The Atlantic Monthly, Volume 04, No. 21, July, 1859 eBook

This eBook from the Gutenberg Project consists of approximately 337 pages of information about The Atlantic Monthly, Volume 04, No. 21, July, 1859.

The Atlantic Monthly, Volume 04, No. 21, July, 1859 eBook

This eBook from the Gutenberg Project consists of approximately 337 pages of information about The Atlantic Monthly, Volume 04, No. 21, July, 1859.

If any gentleman will have the kindness to stop this run-away comparison, I shall be much obliged to him.  All I intended to say was, that we need not wait for hearts to break out in flames to know that they are full of combustibles and that a spark has got among them.  I don’t pretend to say or know what it is that brings these two persons together;—­and when I say together, I only mean that there is an evident affinity of some kind or other which makes their commonest intercourse strangely significant, so that each seems to understand a look or a word of the other.  When the young girl laid her hand on the little gentleman’s arm,—­which so greatly shocked the Model, you may remember,—­I saw that she had learned the lion-tamer’s secret.  She masters him, and yet I can see she has a kind of awe of him, as the man who goes into the cage has of the monster that he makes a baby of.

One of two things must happen.  The first, is love, downright love, on the part of this young girl, for the poor little misshapen man.  You may laugh, if you like.  But women are apt to love the men who they think have the largest capacity of loving;—­and who can love like one that has thirsted all his life long for the smile of youth and beauty, and seen it fly his presence as the wave ebbed from the parched lips of him whose fabled punishment is the perpetual type of human longing and disappointment?  What would become of him, if this fresh soul should stoop upon him in her first young passion, as the flamingo drops out of the sky upon some lonely and dark lagoon in the marshes of Cagliari, with a flutter of scarlet feathers and a kindling of strange fires in the shadowy waters that hold her burning image in their trembling depths?

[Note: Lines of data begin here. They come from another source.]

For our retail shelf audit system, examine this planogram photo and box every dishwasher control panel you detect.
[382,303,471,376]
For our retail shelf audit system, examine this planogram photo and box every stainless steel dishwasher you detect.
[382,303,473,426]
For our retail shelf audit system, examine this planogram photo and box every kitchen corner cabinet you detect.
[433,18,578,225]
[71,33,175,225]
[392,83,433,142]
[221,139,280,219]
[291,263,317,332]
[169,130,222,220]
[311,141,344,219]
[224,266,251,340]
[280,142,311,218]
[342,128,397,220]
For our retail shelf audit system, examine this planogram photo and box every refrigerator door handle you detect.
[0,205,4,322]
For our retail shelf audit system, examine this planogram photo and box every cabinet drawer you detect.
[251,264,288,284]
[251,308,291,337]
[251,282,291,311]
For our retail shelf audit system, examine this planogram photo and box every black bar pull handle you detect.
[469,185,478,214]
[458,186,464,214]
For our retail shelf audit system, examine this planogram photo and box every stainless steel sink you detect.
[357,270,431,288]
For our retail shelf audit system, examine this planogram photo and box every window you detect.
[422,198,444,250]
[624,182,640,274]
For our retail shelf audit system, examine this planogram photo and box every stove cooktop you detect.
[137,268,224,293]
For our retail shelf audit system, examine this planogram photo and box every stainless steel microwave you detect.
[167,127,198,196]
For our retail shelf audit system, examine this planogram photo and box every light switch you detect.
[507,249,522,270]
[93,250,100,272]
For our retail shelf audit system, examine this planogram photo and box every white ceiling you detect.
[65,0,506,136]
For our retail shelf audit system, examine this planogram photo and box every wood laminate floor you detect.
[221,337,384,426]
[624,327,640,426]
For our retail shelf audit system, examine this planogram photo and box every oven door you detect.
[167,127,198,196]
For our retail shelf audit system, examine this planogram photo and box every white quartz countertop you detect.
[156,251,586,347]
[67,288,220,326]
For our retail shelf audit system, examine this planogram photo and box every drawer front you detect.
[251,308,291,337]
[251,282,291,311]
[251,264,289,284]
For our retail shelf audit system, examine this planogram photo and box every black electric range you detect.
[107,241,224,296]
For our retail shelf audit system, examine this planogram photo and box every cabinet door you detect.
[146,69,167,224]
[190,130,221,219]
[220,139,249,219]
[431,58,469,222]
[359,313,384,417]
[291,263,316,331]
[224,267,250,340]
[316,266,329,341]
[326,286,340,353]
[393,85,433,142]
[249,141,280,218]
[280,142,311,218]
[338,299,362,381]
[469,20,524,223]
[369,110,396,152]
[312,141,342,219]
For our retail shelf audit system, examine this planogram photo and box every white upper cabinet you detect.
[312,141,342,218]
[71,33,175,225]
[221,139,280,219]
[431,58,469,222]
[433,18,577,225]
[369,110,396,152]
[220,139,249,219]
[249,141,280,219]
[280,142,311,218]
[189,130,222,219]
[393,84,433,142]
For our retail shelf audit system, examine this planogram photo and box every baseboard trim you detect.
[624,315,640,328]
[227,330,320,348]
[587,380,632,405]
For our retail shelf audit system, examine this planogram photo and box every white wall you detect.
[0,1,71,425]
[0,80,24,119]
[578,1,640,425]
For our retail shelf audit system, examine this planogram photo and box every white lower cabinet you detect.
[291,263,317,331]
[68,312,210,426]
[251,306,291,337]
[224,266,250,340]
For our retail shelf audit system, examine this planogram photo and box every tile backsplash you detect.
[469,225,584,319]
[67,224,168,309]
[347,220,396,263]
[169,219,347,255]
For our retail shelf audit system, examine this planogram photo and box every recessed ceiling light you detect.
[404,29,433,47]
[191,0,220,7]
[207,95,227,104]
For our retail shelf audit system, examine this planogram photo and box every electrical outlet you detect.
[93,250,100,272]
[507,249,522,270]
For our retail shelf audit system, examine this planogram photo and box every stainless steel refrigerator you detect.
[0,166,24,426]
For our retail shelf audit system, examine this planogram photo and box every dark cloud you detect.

—­Marry her, of course?—­Why, no, not of course.  I should think the chance less, on the whole, that he would be willing to marry her than she to marry him.

There is one other thing that might happen.  If the interest he awakes in her gets to be a deep one, and yet has nothing of love in it, she will glance off from him into some great passion or other.  All excitements run to love in women of a certain—­let us not say age, but youth.  An electrical current passing through a coil of wire makes a magnet of a bar of iron lying within it, but not touching it.  So a woman is turned into a love-magnet by a tingling current of life running round her.  I should like to see one of them balanced on a pivot properly adjusted, and watch if she did not turn so as to point north and south,—­as she would, if the love-currents are like those of the earth our mother.

Pray, do you happen to remember Wordsworth’s “Boy of Windermere”?  This boy used to put his hands to his mouth, and shout aloud, mimicking the hooting of the owls, who would answer him

  “with quivering peals,
  And long halloos and screams, and echoes loud
  Redoubled and redoubled.”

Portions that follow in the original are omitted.